Pas de réponse aux besoins de financement des collectivités territoriales

Monsieur le président, madame la ministre, mes chers collègues, le texte qui nous est soumis aujourd’hui vise à permettre aux élus locaux, membres du conseil d’administration ou du conseil de surveillance des deux sociétés composant l’Agence France locale, de participer aux délibérations sans être inquiétés dans l’exercice de leur mandat local ou de leurs responsabilités au sein même de l’Agence. Il ne s’agit donc pas d’exprimer un vote favorable ou non sur l’existence de l’Agence France locale, dont nous avons soutenu la création lors des débats organisés par l’Association des maires de France. Il s’agit ici de voter un texte visant un nombre certes infime d’élus, mais portant sur des enjeux et des sommes inversement proportionnels à ce petit nombre.

Cela nous invite à nous interroger sur la pertinence d’un statut dérogatoire aux pratiques actuelles. Ce peut être parfois compliqué, mais le principe de réalité fait qu’aujourd’hui un élu se déporte systématiquement lors du vote, par exemple, d’une subvention pour une association dont il est membre ou qu’il préside. Dans le cas présent, l’élu prendrait part à une décision à laquelle on ne peut dire qu’il n’ait aucun intérêt direct. Même si les élus sont responsables, rigoureux et toujours soucieux de l’intérêt général, être juge et partie est une position inconfortable, à laquelle nous ne pouvons adhérer.

Parler de l’Agence France locale c’est, de fait, poser la question du financement de nos collectivités. Alain Anziani rappelle dans son rapport que nos collectivités territoriales sont aujourd’hui confrontées à la « crise des leviers traditionnels de financement des investissements locaux » : depuis 2008, les banques ne prennent quasiment plus aucun risque. Même si certains nous disent aujourd’hui que les signaux reviennent au vert, nous constatons sur le terrain que les banques continuent à ne prendre aucun risque pour aider les collectivités territoriales, sinon des risques réduits.

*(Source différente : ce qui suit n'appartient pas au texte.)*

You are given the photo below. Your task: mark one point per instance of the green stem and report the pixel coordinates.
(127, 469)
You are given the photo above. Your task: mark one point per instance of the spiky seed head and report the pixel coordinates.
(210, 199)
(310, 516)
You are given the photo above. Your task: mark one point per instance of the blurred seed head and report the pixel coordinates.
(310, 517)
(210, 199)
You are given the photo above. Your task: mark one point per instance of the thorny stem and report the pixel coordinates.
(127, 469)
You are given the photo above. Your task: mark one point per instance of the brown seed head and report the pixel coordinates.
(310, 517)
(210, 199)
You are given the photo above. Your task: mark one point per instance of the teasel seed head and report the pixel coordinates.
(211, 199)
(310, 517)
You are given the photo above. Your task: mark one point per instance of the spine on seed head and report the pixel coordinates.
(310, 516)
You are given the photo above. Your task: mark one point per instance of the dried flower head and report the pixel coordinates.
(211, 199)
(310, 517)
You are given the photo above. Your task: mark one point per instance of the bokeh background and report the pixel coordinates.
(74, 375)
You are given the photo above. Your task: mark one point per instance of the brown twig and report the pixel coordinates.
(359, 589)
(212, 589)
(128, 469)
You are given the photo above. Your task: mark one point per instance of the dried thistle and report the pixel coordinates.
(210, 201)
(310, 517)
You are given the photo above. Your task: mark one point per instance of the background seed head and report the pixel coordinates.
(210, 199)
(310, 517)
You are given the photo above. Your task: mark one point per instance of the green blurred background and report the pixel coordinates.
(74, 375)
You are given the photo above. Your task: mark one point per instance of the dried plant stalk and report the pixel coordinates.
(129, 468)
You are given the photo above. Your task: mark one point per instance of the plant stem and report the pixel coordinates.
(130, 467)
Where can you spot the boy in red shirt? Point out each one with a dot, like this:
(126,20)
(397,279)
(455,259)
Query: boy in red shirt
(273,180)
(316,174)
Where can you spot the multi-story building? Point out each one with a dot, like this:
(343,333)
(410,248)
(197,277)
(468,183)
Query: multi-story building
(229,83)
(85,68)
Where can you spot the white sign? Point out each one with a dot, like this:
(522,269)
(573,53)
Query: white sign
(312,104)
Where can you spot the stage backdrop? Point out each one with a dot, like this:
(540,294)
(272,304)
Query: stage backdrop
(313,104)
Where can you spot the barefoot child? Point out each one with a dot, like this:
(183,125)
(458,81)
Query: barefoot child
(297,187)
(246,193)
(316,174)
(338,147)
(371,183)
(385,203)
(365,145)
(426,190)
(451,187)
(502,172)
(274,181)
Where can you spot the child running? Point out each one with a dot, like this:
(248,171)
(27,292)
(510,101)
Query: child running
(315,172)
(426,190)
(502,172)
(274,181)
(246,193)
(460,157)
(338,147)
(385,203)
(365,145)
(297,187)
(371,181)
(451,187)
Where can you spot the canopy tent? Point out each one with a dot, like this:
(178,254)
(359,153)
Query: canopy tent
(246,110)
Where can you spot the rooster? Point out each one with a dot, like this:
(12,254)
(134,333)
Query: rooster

Comme le souligne encore le rapport, le volume moyen proposé par les établissements de crédit ne représente que 28 % des sommes demandées.

M. le rapporteur met également en évidence la situation des collectivités confrontées à la fois à la fin de Dexia et aux emprunts toxiques souscrits avant 2009. L’envol du cours du franc suisse met chaque jour un peu plus en péril les finances du millier de communes, départements ou régions ayant souscrit ce type d’emprunts. En effet, plus de la moitié de ces collectivités territoriales – près de 900 sur 1 600 – ont contracté des emprunts indexés sur cette devise. On ne peut que partager l’inquiétude grandissante des élus concernés.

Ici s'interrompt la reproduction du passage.